CHIP WICKHAM, Blue to Red (2020)

El saxofonista y flautista Chip Wickham presenta su nuevo disco con una estética evolucionada, llena de mensajes, tanto musicales como espirituales. En su nuevo disco, Wickham utiliza todos sus recursos improvisatorios, en permanente transgresión de géneros, inesperados, con toques funk y aditivos electrónicos que no impiden apreciar la calidad improvisadora de Wickham y sus músicos y que construyen un jazz grato y fácil de entender. 

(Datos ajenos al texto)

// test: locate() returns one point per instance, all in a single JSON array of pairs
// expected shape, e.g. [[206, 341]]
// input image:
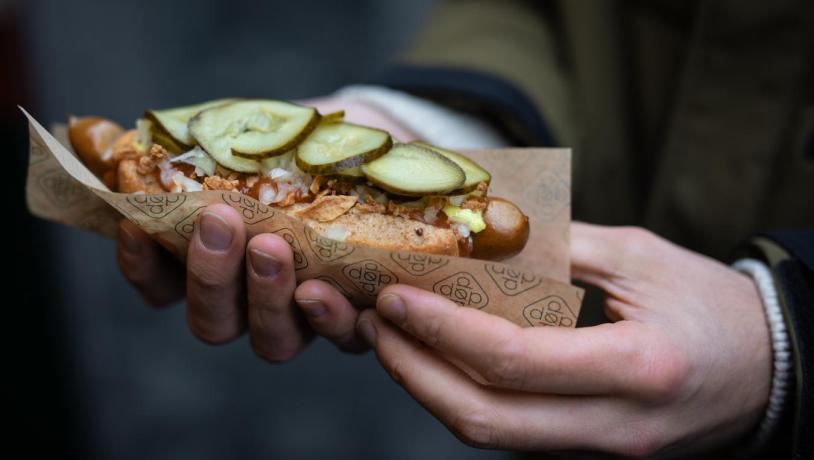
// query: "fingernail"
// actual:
[[264, 264], [130, 243], [216, 234], [312, 307], [367, 330], [392, 307]]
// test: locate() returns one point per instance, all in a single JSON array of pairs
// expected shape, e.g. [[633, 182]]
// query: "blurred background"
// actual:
[[96, 374]]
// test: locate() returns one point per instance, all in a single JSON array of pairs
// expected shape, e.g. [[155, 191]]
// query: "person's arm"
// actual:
[[789, 264]]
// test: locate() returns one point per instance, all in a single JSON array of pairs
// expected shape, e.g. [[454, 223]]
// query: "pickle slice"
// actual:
[[333, 117], [240, 134], [172, 123], [412, 170], [336, 146], [475, 174], [256, 129]]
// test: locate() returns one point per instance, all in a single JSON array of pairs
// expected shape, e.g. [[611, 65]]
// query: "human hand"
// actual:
[[685, 366]]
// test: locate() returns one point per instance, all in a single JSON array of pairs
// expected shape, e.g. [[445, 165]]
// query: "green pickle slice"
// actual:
[[475, 174], [412, 170], [170, 125], [334, 147]]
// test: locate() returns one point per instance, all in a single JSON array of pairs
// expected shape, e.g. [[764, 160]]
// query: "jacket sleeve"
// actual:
[[498, 59], [790, 257]]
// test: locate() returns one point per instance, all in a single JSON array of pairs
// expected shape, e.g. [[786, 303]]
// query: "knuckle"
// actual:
[[475, 428], [275, 354], [664, 373], [509, 365], [637, 442], [396, 371], [210, 335], [636, 240], [205, 277], [433, 331]]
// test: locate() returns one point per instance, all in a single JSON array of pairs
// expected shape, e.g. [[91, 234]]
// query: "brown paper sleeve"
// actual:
[[530, 289]]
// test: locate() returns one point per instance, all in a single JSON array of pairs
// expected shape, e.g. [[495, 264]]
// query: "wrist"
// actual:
[[780, 351]]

Su nuevo Blue to Red recrea experimentos transgenéricos del jazz como los de los Coltrane (hace referencia directamente a Alice), quienes, en los cuatro años que estuvieron juntos antes de la muerte de Trane, formaron una unidad romántica y espiritual que se tradujo en un jazz de vanguardia pero también místico.  La referencia a Alice Coltrane no es gratuita. Y no solo por la colaboración de una arpista (Amanda Whiting) o porque aquí el órgano tiene también un papel de peso, sino porque el álbum destila un aire espiritual y especulativo en todo momento, muy filosófico. Porque estos planteamientos musicales llegan íntimamente unidos a pensamientos, dudas existenciales, reflexiones sobre el futuro del planeta (es decir, de nosotros) a través de una imagen poética (la de la portada) en la que especula con la posibilidad de que nuestro planeta azul se convierta en un planeta rojo, muerto, como (dicen algunas teorías) ocurrió con Marte. Este pesimismo (o mensaje aleccionador, según se mire) se traduce en un jazz heteromorfo, lleno de influencias que van del pasado más innovador (Alice Coltrane o el saxofonista Yusef Lateef) al futuro más probable, en el que electrónica e improvisación van de la mano.


Aparte de los citados, Wickham posee influencias de otros flautistas anteriores. Si en su último disco lo comparábamos con Roland Kirk, tenemos que admitir que hay una herencia de Herbie Mann en su  forma de atacar las frases.

Menos étnico y más funk que su anterior Shamal Wind (Lovemonk, 2018), su nuevo Blue to Red comienza muy ambiental, con el tema que da título al álbum. Ritmos electrónicos que subliman una bossa moderna y actualizada, con un Wickham muy contenido e impresionista con la flauta, con frases cortas y eficaces, casi dulce, si no fuera por la irrupción de la voz femenina en forma de provocadores gemidos que (sin abusar) nos traen a la memoria experimentos provocadores de finales los 60. El soul jazz, el estilo donde mejor se mueve Wickham, comienza con "Route One" sobre el ritmo de un intenso Jon Scott, con un Rhodes hipnótico (Dan ‘JD 73’ Goldman) que cobra protagonismo en "Interstellar" con un solo enorme apoyado en los envolventes arpegios de Whiting. Wickham, lírico en temas como este, muestra esa faceta que nos gusta más de él (virtuosismo, velocidad) en "Double Cross", donde toca absolutamente funk, alternando fraseos vertiginosos con el órgano, dando una lección de soul jazz moderno. 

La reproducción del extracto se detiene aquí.